También deberé recordarme a mí, tan distinta, la maestra de quinto grado, durante quince años en la misma escuela, que ya confundía su propio nombre con su puesto. Yo era Celia, la maestra de quinto grado, y abandoné mi empleo de cuatro horas, por otro de veinticuatro horas por día, que a veces, se hicieron veinticinco o treinta, porque la vida no puede medirse con las horas que marca el reloj.
Mi libro tendría que ser enorme, donde entren todos...
Martín y su lucha con las matemáticas, que le permita contar los pesos ahorrados cada mes hasta comprar una furgoneta de reparto, con las que repartía mercaderías y pilas de diarios viejos.
Y Leandro, que recién aprendió a leer el diario a los cincuenta años, quien ahora viaja en el colectivo con el diario que ya leyó.
Y los mellizos Moreno, que se enamoraban de una misma chica, y una noche se la jugaron en una pelea sobre el terraplén, y solo se separaron cuando me reconocieron en medio de sus piñas.

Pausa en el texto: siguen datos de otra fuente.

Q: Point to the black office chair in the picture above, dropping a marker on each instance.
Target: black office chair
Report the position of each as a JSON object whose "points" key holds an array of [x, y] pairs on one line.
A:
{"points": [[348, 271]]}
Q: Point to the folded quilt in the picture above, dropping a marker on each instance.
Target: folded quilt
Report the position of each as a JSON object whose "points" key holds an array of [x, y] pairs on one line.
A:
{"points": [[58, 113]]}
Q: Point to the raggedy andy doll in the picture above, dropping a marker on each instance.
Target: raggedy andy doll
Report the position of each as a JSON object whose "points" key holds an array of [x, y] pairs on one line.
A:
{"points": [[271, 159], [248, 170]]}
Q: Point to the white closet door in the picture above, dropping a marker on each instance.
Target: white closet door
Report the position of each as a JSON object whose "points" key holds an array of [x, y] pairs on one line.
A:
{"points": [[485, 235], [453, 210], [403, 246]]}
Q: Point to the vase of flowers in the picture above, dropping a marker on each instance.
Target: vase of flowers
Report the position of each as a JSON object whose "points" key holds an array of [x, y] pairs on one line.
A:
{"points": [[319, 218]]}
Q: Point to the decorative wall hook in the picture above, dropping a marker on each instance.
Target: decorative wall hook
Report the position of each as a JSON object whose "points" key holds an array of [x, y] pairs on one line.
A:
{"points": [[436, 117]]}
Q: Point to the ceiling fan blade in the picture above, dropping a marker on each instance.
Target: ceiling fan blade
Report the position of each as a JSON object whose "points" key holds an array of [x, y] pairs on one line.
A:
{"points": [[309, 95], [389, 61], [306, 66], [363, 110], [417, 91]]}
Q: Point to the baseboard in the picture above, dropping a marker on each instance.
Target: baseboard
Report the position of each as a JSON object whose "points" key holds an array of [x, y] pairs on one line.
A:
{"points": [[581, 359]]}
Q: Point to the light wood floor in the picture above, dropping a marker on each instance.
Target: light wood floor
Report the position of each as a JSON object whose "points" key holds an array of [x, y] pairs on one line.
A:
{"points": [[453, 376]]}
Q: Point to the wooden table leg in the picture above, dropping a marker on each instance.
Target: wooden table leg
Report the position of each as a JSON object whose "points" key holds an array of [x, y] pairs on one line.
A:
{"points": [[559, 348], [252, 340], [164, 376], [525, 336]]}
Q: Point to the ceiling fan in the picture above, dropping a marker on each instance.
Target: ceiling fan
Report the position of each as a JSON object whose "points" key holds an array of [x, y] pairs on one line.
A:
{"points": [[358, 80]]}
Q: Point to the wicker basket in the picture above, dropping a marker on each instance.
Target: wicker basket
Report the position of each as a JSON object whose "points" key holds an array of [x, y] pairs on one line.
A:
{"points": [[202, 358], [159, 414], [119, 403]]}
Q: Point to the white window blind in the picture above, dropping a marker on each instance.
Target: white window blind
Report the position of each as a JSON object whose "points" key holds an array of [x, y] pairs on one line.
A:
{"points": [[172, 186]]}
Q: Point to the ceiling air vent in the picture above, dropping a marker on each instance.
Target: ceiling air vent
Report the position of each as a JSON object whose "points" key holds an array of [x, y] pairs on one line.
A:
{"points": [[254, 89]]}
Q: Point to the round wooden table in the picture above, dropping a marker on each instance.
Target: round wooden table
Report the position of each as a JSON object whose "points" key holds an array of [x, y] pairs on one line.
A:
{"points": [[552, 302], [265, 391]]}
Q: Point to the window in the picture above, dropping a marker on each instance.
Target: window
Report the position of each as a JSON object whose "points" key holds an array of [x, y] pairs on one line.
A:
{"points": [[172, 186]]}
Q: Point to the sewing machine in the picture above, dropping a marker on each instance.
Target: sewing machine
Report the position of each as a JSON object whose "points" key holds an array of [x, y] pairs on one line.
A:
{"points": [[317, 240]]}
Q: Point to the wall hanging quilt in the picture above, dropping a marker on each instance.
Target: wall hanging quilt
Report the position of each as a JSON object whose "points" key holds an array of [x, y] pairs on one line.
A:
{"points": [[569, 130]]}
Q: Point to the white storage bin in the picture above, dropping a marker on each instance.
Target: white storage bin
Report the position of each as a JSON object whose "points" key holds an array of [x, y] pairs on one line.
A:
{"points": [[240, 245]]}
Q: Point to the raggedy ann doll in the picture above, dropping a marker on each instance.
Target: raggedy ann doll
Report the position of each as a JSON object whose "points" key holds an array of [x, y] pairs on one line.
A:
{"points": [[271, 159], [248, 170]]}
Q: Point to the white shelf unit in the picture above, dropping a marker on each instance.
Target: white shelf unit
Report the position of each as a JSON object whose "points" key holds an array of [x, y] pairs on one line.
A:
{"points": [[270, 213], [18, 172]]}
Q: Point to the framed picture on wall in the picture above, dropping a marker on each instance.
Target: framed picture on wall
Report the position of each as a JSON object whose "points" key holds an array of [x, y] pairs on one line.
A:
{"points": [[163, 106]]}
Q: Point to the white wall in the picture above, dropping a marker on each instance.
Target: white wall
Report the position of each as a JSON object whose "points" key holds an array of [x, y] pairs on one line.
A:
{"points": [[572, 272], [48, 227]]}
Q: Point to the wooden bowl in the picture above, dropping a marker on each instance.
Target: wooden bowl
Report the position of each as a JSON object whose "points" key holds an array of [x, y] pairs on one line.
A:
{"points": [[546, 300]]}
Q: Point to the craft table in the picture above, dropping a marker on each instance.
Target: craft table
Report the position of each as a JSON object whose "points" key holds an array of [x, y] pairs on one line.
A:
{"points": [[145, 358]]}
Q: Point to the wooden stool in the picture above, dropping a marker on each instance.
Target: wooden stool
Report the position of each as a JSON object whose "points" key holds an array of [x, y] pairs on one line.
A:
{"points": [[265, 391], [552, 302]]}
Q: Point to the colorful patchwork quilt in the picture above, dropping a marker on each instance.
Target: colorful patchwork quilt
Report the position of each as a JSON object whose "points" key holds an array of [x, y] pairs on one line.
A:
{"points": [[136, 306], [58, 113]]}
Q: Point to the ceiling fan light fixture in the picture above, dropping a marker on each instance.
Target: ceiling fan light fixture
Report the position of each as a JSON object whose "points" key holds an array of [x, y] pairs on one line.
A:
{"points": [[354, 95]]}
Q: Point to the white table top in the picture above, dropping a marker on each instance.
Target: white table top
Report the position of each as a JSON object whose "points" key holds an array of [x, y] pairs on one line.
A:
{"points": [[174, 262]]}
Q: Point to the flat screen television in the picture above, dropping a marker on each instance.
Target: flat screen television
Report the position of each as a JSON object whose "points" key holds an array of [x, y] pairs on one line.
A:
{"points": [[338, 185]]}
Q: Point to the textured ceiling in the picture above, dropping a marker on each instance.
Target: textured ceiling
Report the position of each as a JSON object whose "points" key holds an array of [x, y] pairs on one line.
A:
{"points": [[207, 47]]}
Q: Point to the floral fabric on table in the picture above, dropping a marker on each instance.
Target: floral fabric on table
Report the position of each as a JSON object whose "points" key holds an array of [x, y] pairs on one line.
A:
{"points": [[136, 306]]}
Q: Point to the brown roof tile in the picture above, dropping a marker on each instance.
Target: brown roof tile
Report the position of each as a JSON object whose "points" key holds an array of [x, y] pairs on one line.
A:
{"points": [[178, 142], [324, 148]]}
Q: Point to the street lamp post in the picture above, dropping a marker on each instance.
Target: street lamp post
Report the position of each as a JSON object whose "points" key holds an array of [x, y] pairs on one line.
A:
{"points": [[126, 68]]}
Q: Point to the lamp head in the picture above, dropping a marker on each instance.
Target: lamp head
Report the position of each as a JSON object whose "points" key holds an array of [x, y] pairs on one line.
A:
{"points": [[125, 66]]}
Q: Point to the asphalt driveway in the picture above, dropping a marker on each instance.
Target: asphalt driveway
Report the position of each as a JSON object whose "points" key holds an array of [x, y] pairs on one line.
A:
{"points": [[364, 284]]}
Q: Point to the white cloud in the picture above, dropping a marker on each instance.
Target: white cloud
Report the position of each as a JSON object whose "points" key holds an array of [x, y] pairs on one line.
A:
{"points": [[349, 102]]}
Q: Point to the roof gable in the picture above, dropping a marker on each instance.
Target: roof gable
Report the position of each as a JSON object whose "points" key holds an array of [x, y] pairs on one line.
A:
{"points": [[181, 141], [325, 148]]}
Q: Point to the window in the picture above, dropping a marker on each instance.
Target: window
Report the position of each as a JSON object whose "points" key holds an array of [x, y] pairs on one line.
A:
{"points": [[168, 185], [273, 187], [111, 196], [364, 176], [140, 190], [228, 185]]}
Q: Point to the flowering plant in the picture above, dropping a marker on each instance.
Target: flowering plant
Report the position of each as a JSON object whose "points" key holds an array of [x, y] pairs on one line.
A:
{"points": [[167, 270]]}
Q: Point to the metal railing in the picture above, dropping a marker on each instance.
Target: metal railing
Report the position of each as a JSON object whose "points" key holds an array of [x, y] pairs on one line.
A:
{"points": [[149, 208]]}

Y estarán muchos más. Y María Esther, por supuesto...
Solamente que hoy, María Esther me visitó, vale la pena que la gente se entere de cuánto le costó llegar a este día, con su bebé, un paquete de revistas, y una cartera con un gajo de malvón guardado en ella, y seguramente los pesos justos para el viaje; diciéndome: "hasta pronto, Celia", desde la vereda, con una hermosa sonrisa.
Vale la pena, porque debe haber muchas Celias, maestras de quinto grado, empeñadas en ayudar a vivir.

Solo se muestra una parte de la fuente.